Uncertainty Quantification for Deep Regression using Contextualised Normalizing Flows
Adriel Sosa Marco, John Daniel Kirwan, Alexia Toumpa, Simos Gerasimou
TL;DR
MCNF introduces a post hoc uncertainty quantification framework for deep regression that pairs Monte Carlo Dropout priors with contextually conditioned normalizing flows to produce the full predictive distribution and calibrated prediction intervals. By summarizing the MCD posterior into a context vector and learning a flow over prediction errors, MCNF captures complex, including multimodal and heteroskedastic, uncertainty without retraining the base model. Across diverse benchmarks and a GNN setup, MCNF achieves competitive marginal coverage with smaller interval widths and lower MAE than state-of-the-art UQ methods, demonstrating practical value for safe decision-making.

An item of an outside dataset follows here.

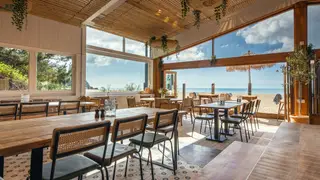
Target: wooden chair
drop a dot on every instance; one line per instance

The approach also provides a configurable pathway for integrating with non-standard architectures and supports density evaluation, making it broadly applicable to regression tasks in high-stakes domains.
Abstract
Quantifying uncertainty in deep regression models is important both for understanding the confidence of the model and for safe decision-making in high-risk domains. Existing approaches that yield prediction intervals overlook distributional information, neglecting the effect of multimodal or asymmetric distributions on decision-making. Similarly, full or approximated Bayesian methods, while yielding the predictive posterior density, demand major modifications to the model architecture and retraining. We introduce MCNF, a novel post hoc uncertainty quantification method that produces both prediction intervals and the full conditioned predictive distribution. MCNF operates on top of the underlying trained predictive model; thus, no predictive model retraining is needed. We provide experimental evidence that the MCNF-based uncertainty estimate is well calibrated, is competitive with state-of-the-art uncertainty quantification methods, and provides richer information for downstream decision-making tasks.